3. Congress’s role: funding authority exists but wasn’t the immediate gating issue
Congress holds the power of the purse constitutionally and can enact appropriations to prevent any lapse; however, during the shutdown at issue, Congress had not passed the necessary continuing resolution or appropriations to cover SNAP. The practical question became whether the executive could lawfully fund SNAP during the lapse without fresh congressional action. Courts found emergency contingency funds Congress had already provided to USDA could be used to maintain benefits, meaning Congressional approval for a new appropriation was not strictly required to keep SNAP payments flowing when residual emergency funds exist [5] [3]. This distinction matters: courts compelled the executive to use existing statutory authorities and contingency balances that Congress previously authorized, rather than ordering new spending that would bypass Congress’s appropriations role outright [2].

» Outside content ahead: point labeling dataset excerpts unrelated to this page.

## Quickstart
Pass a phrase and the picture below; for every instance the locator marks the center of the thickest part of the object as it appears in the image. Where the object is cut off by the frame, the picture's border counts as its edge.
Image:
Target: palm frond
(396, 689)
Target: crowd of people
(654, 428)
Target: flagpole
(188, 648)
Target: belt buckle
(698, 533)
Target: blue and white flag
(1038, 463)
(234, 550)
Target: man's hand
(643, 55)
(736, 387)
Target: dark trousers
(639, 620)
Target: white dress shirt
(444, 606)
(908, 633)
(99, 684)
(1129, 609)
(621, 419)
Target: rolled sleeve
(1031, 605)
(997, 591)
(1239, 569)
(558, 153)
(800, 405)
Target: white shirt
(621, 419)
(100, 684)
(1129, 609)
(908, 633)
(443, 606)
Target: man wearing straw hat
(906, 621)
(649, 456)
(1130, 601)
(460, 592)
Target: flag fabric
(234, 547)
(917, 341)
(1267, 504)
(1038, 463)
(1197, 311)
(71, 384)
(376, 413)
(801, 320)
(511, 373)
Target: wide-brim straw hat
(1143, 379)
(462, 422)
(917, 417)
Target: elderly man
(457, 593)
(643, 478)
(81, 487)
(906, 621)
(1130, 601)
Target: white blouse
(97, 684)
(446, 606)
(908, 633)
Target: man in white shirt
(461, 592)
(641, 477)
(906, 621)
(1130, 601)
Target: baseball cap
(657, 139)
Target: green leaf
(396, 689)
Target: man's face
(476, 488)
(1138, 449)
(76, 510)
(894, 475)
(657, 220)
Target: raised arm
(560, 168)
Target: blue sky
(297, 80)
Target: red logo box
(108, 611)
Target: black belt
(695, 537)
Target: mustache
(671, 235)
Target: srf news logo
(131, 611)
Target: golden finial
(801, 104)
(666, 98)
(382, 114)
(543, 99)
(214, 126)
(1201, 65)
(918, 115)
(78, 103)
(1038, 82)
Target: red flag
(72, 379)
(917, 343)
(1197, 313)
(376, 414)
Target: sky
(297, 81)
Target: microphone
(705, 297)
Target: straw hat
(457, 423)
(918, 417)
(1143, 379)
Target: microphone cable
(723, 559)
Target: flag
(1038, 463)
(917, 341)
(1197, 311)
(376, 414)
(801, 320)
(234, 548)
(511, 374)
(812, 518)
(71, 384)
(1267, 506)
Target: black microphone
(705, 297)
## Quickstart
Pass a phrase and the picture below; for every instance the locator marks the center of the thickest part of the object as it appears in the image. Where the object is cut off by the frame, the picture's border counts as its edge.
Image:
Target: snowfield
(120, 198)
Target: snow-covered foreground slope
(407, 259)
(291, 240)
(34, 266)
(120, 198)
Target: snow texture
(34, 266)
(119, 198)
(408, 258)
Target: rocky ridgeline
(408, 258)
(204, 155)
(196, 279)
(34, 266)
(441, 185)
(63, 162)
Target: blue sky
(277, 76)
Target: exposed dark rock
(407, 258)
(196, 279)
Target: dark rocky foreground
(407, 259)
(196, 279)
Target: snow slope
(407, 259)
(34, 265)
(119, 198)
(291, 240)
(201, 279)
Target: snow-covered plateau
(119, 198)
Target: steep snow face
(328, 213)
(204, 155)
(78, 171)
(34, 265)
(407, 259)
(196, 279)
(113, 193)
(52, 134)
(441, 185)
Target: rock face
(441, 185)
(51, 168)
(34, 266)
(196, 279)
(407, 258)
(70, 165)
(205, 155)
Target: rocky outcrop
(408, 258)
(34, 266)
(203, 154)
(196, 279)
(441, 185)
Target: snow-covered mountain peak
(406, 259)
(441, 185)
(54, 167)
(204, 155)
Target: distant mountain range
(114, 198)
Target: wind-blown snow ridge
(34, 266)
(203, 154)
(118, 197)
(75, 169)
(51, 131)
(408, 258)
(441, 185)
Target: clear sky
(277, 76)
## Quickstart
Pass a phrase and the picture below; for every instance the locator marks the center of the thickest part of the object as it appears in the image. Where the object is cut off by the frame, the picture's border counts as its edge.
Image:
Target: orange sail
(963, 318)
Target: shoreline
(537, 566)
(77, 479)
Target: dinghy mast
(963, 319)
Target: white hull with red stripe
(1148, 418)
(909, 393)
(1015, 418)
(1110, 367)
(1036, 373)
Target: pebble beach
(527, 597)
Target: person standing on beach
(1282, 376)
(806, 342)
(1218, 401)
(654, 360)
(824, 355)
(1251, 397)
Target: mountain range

4. Conflicting narratives and institutional incentives: administration strategy and judicial rebukes
The administration’s initial posture—reducing or pausing SNAP payments during shutdown negotiations—was presented as a budgetary and bargaining tactic; judges framed those choices as imperiling vulnerable populations and rebuked the administration’s motives. Advocacy groups and several courts emphasized the human impact of interruptions and ordered relief; the administration defended its approach as managing finite contingency resources and preserving funds for other priorities or future needs, announcing appeals to higher courts [2] [5]. These competing framings reveal institutional incentives: the executive can use funding choices as leverage in political negotiations, while courts emphasize statutorily mandated program continuity and the immediate welfare consequences of disruptions [5] [2].
5. Bottom line and what remains unsettled: legal reality now, appeals next
The immediate legal reality in early November 2025 was that federal judges ordered the USDA to use contingency funds to resume and then fully restore SNAP benefits, and the USDA took steps to implement partial and then expanded payments based on available balances. Those court orders show the administration did not need a new congressional appropriation to make interim payments where Congress previously authorized contingency funds; however, the administration’s appeals and the differing calculations of available contingency money mean the ultimate legal boundaries—how much the executive can obligate without new appropriations and under what procedural constraints—remain subject to appellate review and potential further litigation [2] [3]. The litigation trajectory will determine whether courts ultimately limit or affirm the executive’s authority in future shutdown scenarios.